Pochi giorni fa l’inchiesta di Report (Nero come il petrolio) ha scoperchiato il vaso di Pandora del petrolio di contrabbando libico (e non solo) che arriva in Italia. Mentre il governo discuteva della manovra, dei tagli da fare se la previsione di crescita stimata non dovesse trovare riscontro nella realtà e di inceneritori, scopriamo che il mercato del petrolio illegale vale circa 6 miliardi l’anno solo di tasse inevase. Il 30% del petrolio è di origine non controllata, frutto di contrabbando. Un mercato in mano alle milizie libiche, fino a poco tempo fa anche dell’Isis in Siria, e gestito grazie all’intermediazione della malavita e delle mafie di casa nostra. Fino ad arrivare alle pompe bianche e ai grossi gruppi come Q8, Total, Eni, Api e perfino alla Marina militare. Finendo così per finanziare le mafie, il terrorismo, le milizie, i trafficanti di esseri umani.
Il petrolio di Raqqa, pagato in armi, medicinali e denaro all’Isis, transitava attraverso la Turchia potendo così aggirare le regole sulla provenienza (come dimenticare le lunghe code di autobotti immortalate dai satelliti russi che trasportavano petrolio di contrabbando), finiva poi alle compagnie europee a prezzi vantaggiosi. I pm di Brescia con la loro indagine hanno aperto le rogatorie in Turchia per ricostruirne il percorso, del petrolio e del denaro.

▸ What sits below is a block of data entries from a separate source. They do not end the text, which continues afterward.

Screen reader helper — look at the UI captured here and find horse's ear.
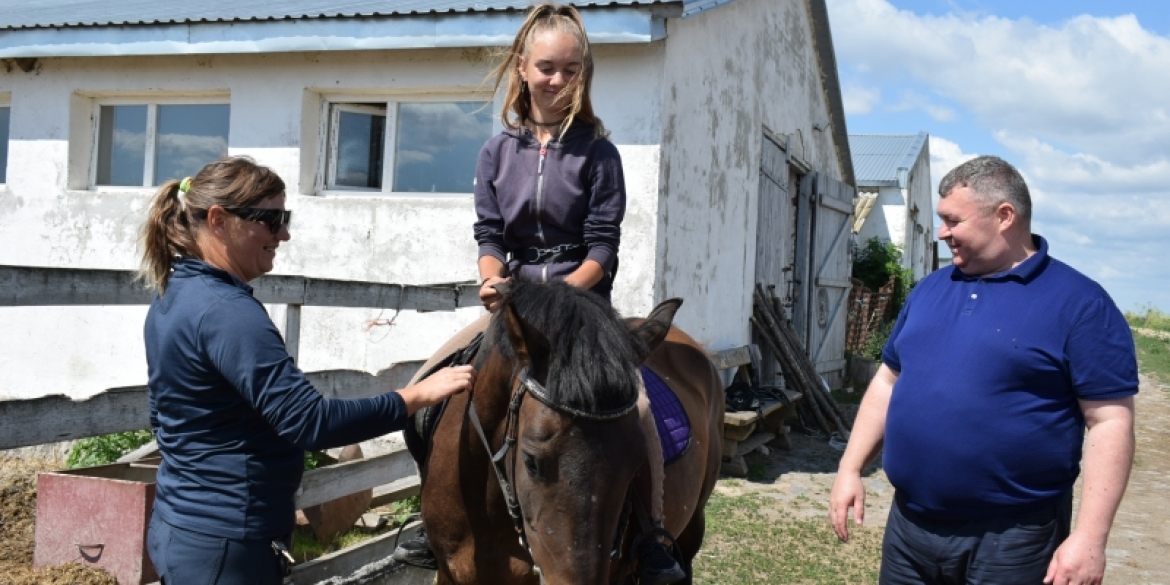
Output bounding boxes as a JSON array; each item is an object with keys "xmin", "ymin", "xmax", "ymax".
[
  {"xmin": 503, "ymin": 302, "xmax": 549, "ymax": 365},
  {"xmin": 634, "ymin": 298, "xmax": 682, "ymax": 351},
  {"xmin": 491, "ymin": 281, "xmax": 511, "ymax": 297}
]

Il petrolio libico, invece, dal 2015 al 2017, è transitato per il porto di Augusta (e miscelato anche nei porti di Civitavecchia e Porto Marghera), passando per Malta, finendo nelle pompe italiane, francesi, spagnole e tedesche. La Finanza ha portato alla luce la rete del contrabbando della Maxcom, che riforniva anche la Marina militare, e che si avvaleva della consulenza di uomini legati al clan Santapaola. Dal dossier Onu del 2017 emerge che Malem, il capo di una milizia. è uno dei maggiori contrabbandieri, grazie ai rifornimenti da Zawiya, un importate hub petrolifero, vista anche la facilità con cui riescono a ‘rifornirsi’ dalla raffinerie gestite dalla NOC (National Oil Corporation). Dalla Libia a Malta il petrolio veniva trasbordato in un’altra nave e, magicamente, cambiavano i certificati di origine, in virtù di una legislazione, quella maltese, particolarmente permissiva. Non è un caso che del ruolo di Malta nel contrabbando di petrolio libico avesse parlato, prima di essere assassinata, Daphne Caruana Galizia.
L’UE e i paesi europei interessati dai traffici non se ne sono mai occupati seriamente (la piccola modifica, in tal senso, della missione Sophia non ha dato risultati), perchè l’unico problema di cui hanno discusso è quello del traffico di esseri umani, per bloccare i migranti. Ignorando, o fancendo finta di non vedere un traffico che, oltre a determinare ingenti ammanchi alle casse dello Stato, costituisce uno degli elementi che maggiormente destabilizzano la Libia. Il petrolio è continuato ad entrare liberamente in Italia, non ha trovato i porti chiusi, finchè non è intervenuta la Finanza.
Un fenomeno che da tempo affollava le cronache dei giornali. Nel maggio scorso era la volta della ‘Petrolio connection’ sul gasolio contrabbandato dalla Libia a Porto Marghera. Nel febbraio dello scorso anno già si parlava del report della GdF sulle navi fantasma che trasportavano il petrolio dello Stato Islamico all’Italia. Navi cisterna che staccavano il trasponder per convergere, e trasbordare petrolio clandestino, su una nave madre a largo di Malta. Non è nuova neanche l’indagine per riciclaggio della Procura di Bologna a carico di Bilal Erdogan, figlio del Presidente turco. Accusato anche dai russi di essere il ‘ministro del petrolio di Daesh’.
Quando si tratta di oro nero il nostro Paese (dipendente energeticamente dalla Libia), si ammorbidisce, i diritti umani vengono accantonati, il contrabbando consentito. Ogni governo più o meno legittimo, più o meno democratico, diventa un interlocutore valido, prezioso se ci lascia fare affari. Così il legame fossile che ci lega alla Libia (e all’Egitto), quel cordone ombelicale costituito dal gasdotto Greenstream che attraversa il Mediterraneo per riemergere a Gela, comporterà un’economia di guerra basata sul petrolio in Libia e la violazione dei diritti e delle nostre leggi fondamentali in Italia. Un modo per arrestare questa spirale di ‘dirty oil’ c’è: la riconversione ecologica dell’economia. Ovviamente #primadeldiluvio.